Andre Agassi made his name with Nike before going over to the enemy later in his career. Tim Henman (left) has been the brand's only real British interest on court. The Belgian Justin Henin-Hardenne is being groomed to succeed Martina Hingis, who fronted Adidas's women's line and has never been genuinely replaced.
Nike chooses its tennis players well. Roger Federer, widely regarded as the best player ever, took over from the almost equally revered previous world No.1 and fellow Nike endorsee, Pete Sampras. It can also claim Russia's Maria Sharapova (right), Wimbledon champion at 17 in 2004 and arguably the most valuable woman athlete in the world. Her combination of looks and ability netting her around £15m a year in endorsements.

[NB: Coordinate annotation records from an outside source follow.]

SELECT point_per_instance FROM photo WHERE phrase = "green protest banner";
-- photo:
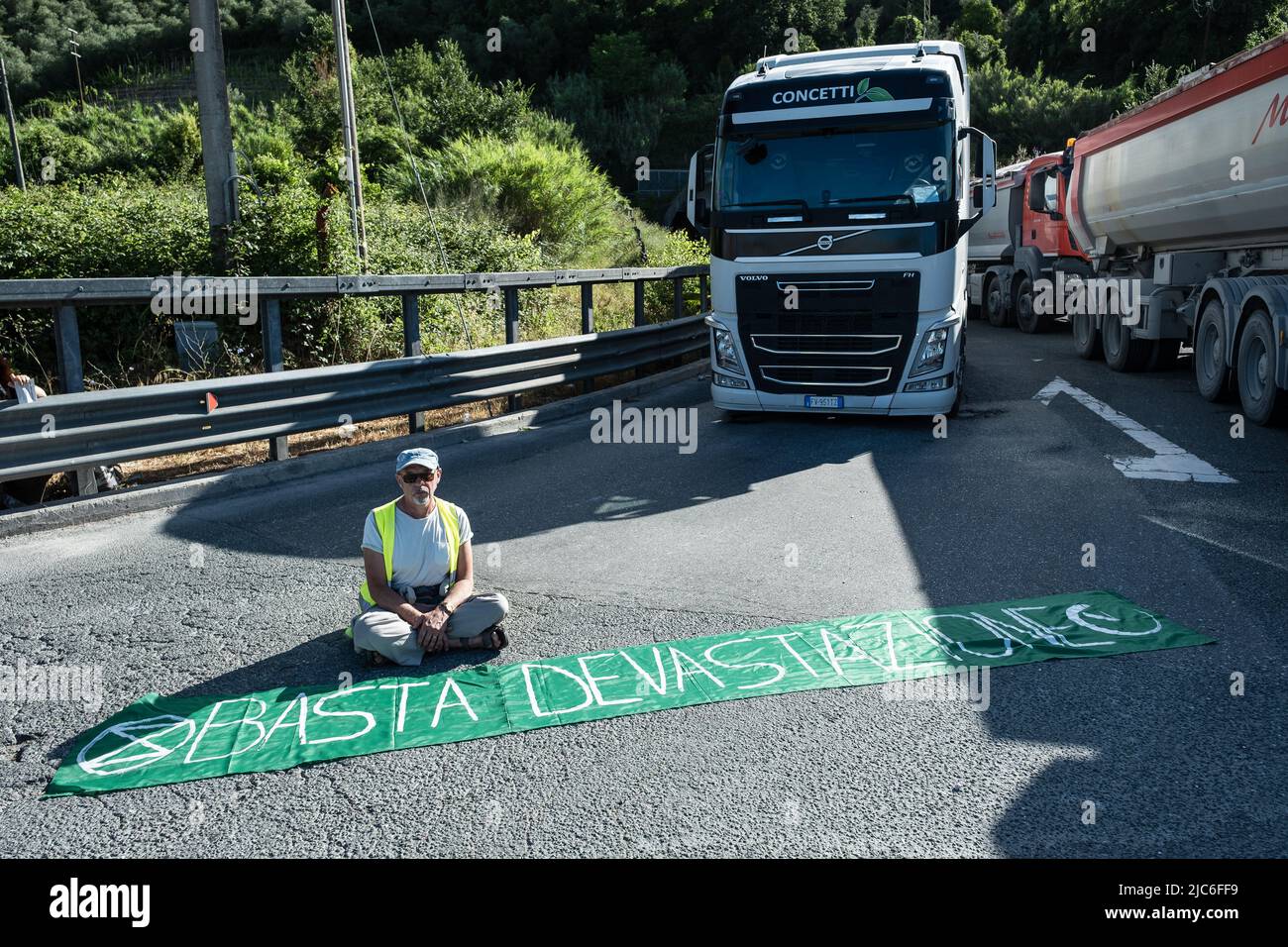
(166, 740)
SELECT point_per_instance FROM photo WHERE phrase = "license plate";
(829, 401)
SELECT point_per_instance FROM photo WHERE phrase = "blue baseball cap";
(417, 455)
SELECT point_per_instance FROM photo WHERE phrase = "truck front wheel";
(995, 303)
(1025, 317)
(1086, 337)
(1262, 401)
(1122, 352)
(1210, 371)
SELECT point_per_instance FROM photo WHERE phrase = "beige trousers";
(381, 630)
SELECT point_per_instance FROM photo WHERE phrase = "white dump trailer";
(1186, 196)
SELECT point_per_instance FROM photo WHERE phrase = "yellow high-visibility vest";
(385, 527)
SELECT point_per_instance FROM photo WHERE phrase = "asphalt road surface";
(606, 545)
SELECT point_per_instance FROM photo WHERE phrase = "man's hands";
(432, 630)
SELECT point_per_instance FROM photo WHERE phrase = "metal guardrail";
(78, 431)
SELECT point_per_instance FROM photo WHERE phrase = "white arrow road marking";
(1170, 462)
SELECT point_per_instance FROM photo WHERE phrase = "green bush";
(552, 193)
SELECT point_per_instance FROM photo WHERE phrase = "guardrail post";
(511, 331)
(71, 377)
(588, 325)
(411, 348)
(270, 331)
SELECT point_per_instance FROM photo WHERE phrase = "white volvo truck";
(837, 206)
(1188, 197)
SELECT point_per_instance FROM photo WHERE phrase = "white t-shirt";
(420, 547)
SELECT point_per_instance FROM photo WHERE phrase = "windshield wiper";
(874, 200)
(782, 202)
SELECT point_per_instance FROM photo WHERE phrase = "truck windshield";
(832, 166)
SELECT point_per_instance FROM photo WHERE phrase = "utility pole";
(13, 125)
(217, 132)
(80, 86)
(349, 125)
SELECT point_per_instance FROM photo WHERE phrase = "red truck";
(1185, 197)
(1021, 240)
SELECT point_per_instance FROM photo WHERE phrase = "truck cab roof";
(837, 62)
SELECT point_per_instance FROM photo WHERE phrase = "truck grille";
(850, 341)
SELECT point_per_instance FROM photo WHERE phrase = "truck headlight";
(726, 354)
(930, 357)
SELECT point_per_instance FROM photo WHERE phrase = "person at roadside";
(417, 556)
(11, 380)
(29, 489)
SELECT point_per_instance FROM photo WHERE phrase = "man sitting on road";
(420, 575)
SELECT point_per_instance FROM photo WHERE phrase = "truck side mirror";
(1037, 192)
(983, 196)
(698, 189)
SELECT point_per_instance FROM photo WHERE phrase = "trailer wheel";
(1210, 371)
(1261, 398)
(1086, 337)
(1122, 352)
(995, 303)
(1025, 317)
(1163, 357)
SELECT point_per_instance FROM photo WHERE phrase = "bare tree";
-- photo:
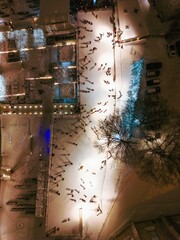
(156, 154)
(113, 137)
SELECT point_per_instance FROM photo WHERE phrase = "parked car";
(153, 82)
(171, 50)
(154, 65)
(153, 90)
(152, 73)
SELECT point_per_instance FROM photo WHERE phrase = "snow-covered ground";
(88, 182)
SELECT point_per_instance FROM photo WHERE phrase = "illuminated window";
(153, 235)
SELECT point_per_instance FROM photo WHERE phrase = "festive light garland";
(128, 120)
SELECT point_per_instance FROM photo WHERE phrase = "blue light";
(47, 136)
(128, 113)
(2, 88)
(39, 38)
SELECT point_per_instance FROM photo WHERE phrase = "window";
(153, 235)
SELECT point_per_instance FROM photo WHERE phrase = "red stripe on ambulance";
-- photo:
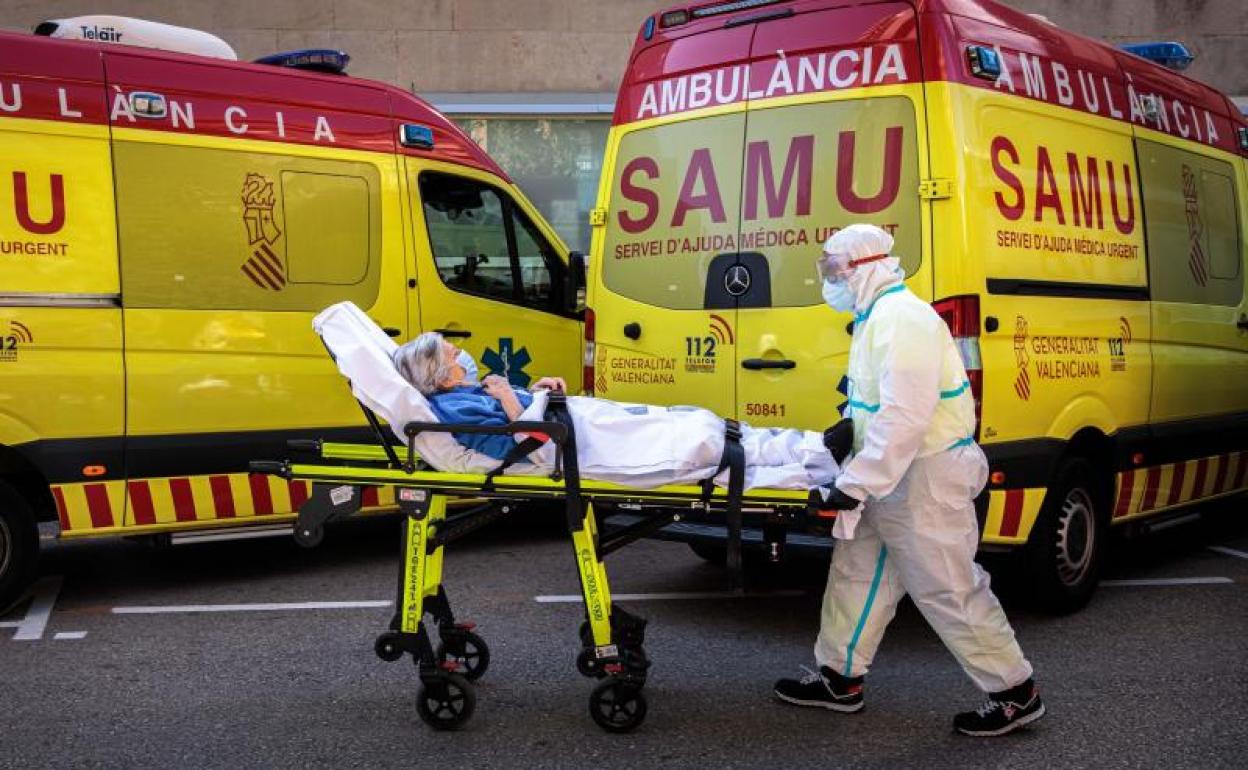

Serena Williams's (left) outfits have become more extravagant in correlation to her decline on-court. Highlights include winning the french Open wearing a sleeveless dress in support of the Cameroon football team at the World Cup, and winning the U.S. Open in a black leather-look catsuit.
MUSIC&FASHION
Big-name hip-hop endorsements have helped position Reebok closer to the fashion end of the trainer spectrum than its major competitors. "Ninety per cent of our shoes are worn for the street, so we felt it appropriate to embrace that," says Andy Towne, Reebok's UK marketing head. However, there was controversy surrounding the role of 50 Cent (left) in Reebok's "I Am What I Am" campaign. A television advertisement that showed the rapper counting to nine - a reference to the number of times he was shot at on an occasion in 2000 - was pulled by Reebok after complaints.
The second collection of sportswear from Stella McCartney (who designed this outfit) is due this spring, while Yohji Yamamoto is giving the three stripes a fashion makeover, projecting the sports brand into the fashion glossies.
Nike led the way in morphing the worlds of sport, film and music into its groundbreaking advertising campaigns, originally starring Spike Lee and then directed by him. Jazz themes are to the fore, with recent offerings from the agency Wieden + Kennedy using a rising star of the NBA, Ray Allen.
The brand is a marginal player on sales, but is enjoying a renaissance as a result of its lifestyle positioning. Its fashion credentials were boosted by a tie-up with the designer Alexander McQueen, although Puma's image was dented when a survey at the time of the 2005 general election showed them to be a favourite with young Tory voters. Model Christy Turlington has designed a new Puma yoga line for women.